We have just heard that the BBFC have banned Hate Crime in the UK. The films becomes one of only four films to be banned since 2009. James Cullen Bressack’s film focuses on the attack of a Jewish family by Neo Nazi thugs and is a powerful and disturbing exploration of a very real threat in todays world…
The full official statement from the BBFC:
“HATE CRIME focuses on the terrorisation, mutilation, physical and sexual abuse and murder of the members of a Jewish family by the Neo Nazi thugs who invade their home. The physical and sexual abuse and violence are accompanied by constant strong verbal racist abuse. Little context is provided for the violence beyond an on screen statement at the end of the film that the two attackers who escaped were subsequently apprehended and that the one surviving family member was released from captivity. We have considered the attempt at the end to position the film as against hate-crime, but find it so unconvincing that it only makes matters worse.
“The BBFC’s Guidelines on violence state that ‘Any depiction of sadistic or sexual violence which is likely to pose a harm risk will be subject to intervention through classification, cuts or even, as a last resort, refusal to classify.

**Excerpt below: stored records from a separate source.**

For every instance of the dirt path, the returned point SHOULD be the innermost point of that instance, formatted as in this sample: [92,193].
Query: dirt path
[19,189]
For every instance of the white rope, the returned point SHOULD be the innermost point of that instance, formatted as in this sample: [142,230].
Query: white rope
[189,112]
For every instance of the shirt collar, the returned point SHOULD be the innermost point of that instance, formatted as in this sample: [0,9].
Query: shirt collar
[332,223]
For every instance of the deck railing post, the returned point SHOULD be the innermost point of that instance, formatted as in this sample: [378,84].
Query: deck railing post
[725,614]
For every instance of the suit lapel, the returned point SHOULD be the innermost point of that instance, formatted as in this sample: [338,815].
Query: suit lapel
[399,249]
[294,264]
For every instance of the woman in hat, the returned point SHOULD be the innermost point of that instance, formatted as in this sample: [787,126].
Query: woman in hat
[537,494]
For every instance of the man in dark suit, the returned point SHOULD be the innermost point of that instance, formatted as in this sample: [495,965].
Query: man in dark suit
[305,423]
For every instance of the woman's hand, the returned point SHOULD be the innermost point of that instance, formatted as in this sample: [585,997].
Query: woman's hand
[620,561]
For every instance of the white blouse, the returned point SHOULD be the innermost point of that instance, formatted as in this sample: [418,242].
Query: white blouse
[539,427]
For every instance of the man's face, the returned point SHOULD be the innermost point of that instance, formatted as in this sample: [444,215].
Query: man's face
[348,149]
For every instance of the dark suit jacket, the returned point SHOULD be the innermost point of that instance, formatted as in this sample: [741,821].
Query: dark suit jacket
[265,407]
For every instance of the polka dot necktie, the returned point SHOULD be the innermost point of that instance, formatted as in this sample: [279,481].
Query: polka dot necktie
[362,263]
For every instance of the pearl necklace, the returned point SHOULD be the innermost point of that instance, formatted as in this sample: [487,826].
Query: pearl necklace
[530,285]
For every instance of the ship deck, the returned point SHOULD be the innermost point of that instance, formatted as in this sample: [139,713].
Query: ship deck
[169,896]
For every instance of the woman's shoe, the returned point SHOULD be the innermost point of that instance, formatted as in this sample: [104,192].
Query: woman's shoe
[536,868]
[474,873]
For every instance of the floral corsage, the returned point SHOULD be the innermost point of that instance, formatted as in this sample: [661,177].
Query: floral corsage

We may refuse to classify content which makes sexual or sadistic violence look appealing or acceptable […] or invites viewer complicity in sexual violence or other harmful violent activities. We are also unlikely to classify content which is so demeaning or degrading to human dignity (for example, it consists of strong abuse, torture or death without any significant mitigating factors) that it may pose a harm risk.’
“It is the Board’s carefully considered conclusion that the unremitting manner in which HATE CRIME focuses on physical and sexual abuse, aggravated by racist invective, means that to issue a classification to this work, even if confined to adults, would be inconsistent with the Board’s Guidelines, would risk potential harm, and would be unacceptable to broad public opinion.”
“Of course, the Board will always seek to deal with such concerns by means of cuts or other modifications when this is a feasible option. However, under the heading of ‘Refusal to classify’ our Guidelines state that ‘As a last resort, the BBFC may refuse to classify a work, in line with the objective of preventing non-trivial harm risks to potential viewers and, through their behaviour, to society. We may do so, for example, where a central concept of the work is unacceptable, such as a sustained focus on sexual or sadistic violence. Before refusing classification we will consider whether the problems could be adequately addressed through intervention such as cuts.’ The Board considered whether its concerns could be dealt with through cuts. However, given that the fact that unacceptable content runs throughout the work, cuts are not a viable option in this case and the work is therefore refused a classification.”